Ein lange verschwiegenes Treffen mit dem Boss des Weltfussballverbands Fifa, Gianni Infantino (49), bringt den Schweizer Chef-Ankläger Michael Lauber (53) in die Bredouille. Der Bundesanwalt hatte versprochen, den Korruptionssumpf rund um die Fifa trockenzulegen: Unter Lauber wurden Fifa-Funktionäre verhaftet und 29 Terabyte Daten sichergestellt. Doch nun prüft die Aufsichtsbehörde über die Bundesanwaltschaft (AB-BA) ein Disziplinarverfahren gegen ihn.
Seit Mitte März führt die AB-BA Vorabklärungen durch: Es werde geprüft, ob Gründe vorliegen, «welche die Eröffnung einer Disziplinaruntersuchung gegen den Bundesanwalt rechtfertigen», sagt die AB-BA gegenüber der «Süddeutsche Zeitung».
Es gab ein mysteriöses drittes Treffen
Bereits im Herbst 2018 wurde publik, dass es wenige Wochen nach Infantinos Wahl zum Fifa-Präsidenten im März und April 2016 zwei Treffen mit dem Chef-Ankläger gegeben hatte. In Anbetracht der andauernden Ermittlungen im Fifa-Umfeld eine brisante Angelegenheit. Laubers Bundesanwaltschaft (BA) rechtfertigte sich damit, dass solche «Koordinierungstreffen» für grosse Strafverfahren aufgrund des Arbeitsaufwands sinnvoll seien.
Doch nun ist klar: Es gab noch ein weiteres mysteriöses Treffen zwischen Infantino und Lauber. Und dieses Treffen im Juni 2017 verschwieg die Bundesanwaltschaft nicht nur beim Pressetermin im Herbst 2018, sondern auch gegenüber seiner Aufsichtsbehörde: Der Bundesanwalt habe damals angegeben, es sei zu keinen weiteren Treffen mit Vertretern der Fifa oder Uefa auf Stufe Bundesanwalt gekommen, sagt die AB-BA.

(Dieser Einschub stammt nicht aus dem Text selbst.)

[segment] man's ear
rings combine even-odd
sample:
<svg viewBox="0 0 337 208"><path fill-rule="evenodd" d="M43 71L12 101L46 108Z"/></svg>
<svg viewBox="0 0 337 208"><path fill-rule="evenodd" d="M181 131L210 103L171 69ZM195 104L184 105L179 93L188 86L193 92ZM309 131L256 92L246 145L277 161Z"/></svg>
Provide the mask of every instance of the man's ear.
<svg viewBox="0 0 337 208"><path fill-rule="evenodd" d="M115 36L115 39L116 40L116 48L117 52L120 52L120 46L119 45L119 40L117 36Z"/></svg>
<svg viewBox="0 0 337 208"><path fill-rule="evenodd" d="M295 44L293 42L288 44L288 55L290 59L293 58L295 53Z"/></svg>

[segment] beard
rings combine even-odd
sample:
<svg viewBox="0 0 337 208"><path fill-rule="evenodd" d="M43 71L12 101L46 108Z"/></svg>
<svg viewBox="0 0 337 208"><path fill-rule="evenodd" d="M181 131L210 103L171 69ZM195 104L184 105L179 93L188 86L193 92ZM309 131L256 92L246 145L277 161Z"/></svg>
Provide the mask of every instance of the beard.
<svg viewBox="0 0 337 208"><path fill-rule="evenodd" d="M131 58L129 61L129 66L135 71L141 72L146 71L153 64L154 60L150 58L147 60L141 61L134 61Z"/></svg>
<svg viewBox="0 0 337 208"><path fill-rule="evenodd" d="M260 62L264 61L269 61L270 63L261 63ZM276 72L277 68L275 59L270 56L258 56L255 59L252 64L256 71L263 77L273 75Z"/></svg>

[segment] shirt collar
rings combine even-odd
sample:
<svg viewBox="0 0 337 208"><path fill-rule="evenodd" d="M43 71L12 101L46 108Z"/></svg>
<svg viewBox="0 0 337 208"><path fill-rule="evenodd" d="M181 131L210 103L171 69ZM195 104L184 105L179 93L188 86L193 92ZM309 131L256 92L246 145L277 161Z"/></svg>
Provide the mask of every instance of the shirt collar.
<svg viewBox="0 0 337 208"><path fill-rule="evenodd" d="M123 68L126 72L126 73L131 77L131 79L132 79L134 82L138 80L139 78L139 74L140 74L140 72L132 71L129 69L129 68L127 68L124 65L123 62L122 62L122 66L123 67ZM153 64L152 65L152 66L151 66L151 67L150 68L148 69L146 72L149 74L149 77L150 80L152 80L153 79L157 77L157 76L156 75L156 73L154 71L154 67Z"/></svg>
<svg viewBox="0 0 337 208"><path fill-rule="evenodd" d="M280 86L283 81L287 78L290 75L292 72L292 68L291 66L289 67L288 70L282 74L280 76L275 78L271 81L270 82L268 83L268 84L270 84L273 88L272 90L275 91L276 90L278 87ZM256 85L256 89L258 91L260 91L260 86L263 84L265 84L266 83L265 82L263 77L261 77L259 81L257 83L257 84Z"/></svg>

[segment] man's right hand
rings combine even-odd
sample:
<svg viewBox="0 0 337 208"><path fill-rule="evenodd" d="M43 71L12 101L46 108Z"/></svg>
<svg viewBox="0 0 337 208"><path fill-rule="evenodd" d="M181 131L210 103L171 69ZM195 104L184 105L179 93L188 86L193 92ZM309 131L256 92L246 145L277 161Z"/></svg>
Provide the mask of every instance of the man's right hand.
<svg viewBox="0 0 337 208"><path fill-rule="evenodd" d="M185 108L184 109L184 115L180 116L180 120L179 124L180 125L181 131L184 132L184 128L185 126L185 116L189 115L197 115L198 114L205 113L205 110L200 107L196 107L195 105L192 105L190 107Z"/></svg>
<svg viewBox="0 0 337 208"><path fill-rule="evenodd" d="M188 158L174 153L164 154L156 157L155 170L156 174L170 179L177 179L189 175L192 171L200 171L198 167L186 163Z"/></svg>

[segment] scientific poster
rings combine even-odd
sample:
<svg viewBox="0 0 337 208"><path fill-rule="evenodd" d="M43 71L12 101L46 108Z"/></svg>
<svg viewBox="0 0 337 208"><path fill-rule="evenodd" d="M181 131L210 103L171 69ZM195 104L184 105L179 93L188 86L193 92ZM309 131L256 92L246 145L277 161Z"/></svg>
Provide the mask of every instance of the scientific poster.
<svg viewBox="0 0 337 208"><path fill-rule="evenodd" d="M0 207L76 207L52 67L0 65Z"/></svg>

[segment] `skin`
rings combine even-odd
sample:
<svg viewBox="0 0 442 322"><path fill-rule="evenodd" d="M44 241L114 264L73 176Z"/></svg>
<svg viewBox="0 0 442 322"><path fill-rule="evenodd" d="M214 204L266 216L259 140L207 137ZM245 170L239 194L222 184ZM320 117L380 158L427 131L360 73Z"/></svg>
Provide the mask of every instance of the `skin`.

Erst Mitte März erfuhr die AB-BA vom dritten Treffen: Während Ermittlungen des Wallisers Sonderanwalts Damian Graf zum Verhältnis zwischen Infantino und dem mit ihm befreundeten Walliser Oberstaatsanwalt Rinaldo Arnold. Arnold hatte die Treffen mit der BA für den Fifa-Boss eingefädelt. Die Bundesanwaltschaft hatte darauf einräumen müssen, dass wohl ein weiteres Treffen stattfand.
Erst das dritte Treffen, dann die Einstellung der Ermittlungen
Das dritte Meeting hatte zu einem äusserst heiklen Zeitpunkt stattgefunden. Denn im Frühjahr 2017 lief ein Verfahren, das auch Infantino persönlich tangierte. Zwar gegen Unbekannt, doch betraf es einen seltsamen TV-Rechte-Deal, den Infantino in seiner Zeit als Direktor der Uefa 2009 signiert hatte. Nur einige Monate nach dem dritten Treffen stellte die BA die Ermittlungen zum TV-Deal ein.
Die Vorabklärungen zum Disziplinarverfahren werden wohl bis Anfang Mai dauern. Dann muss sich zeigen, ob ein Verfahren gegen Bundesanwalt Lauber eröffnet wird. In der Zwischenzeit will sich die AB-BA nicht weiter zur Sache äussern. Und die Bundesanwaltschaft betont nun allgemein die Wichtigkeit von Koordinierungstreffen. (pro)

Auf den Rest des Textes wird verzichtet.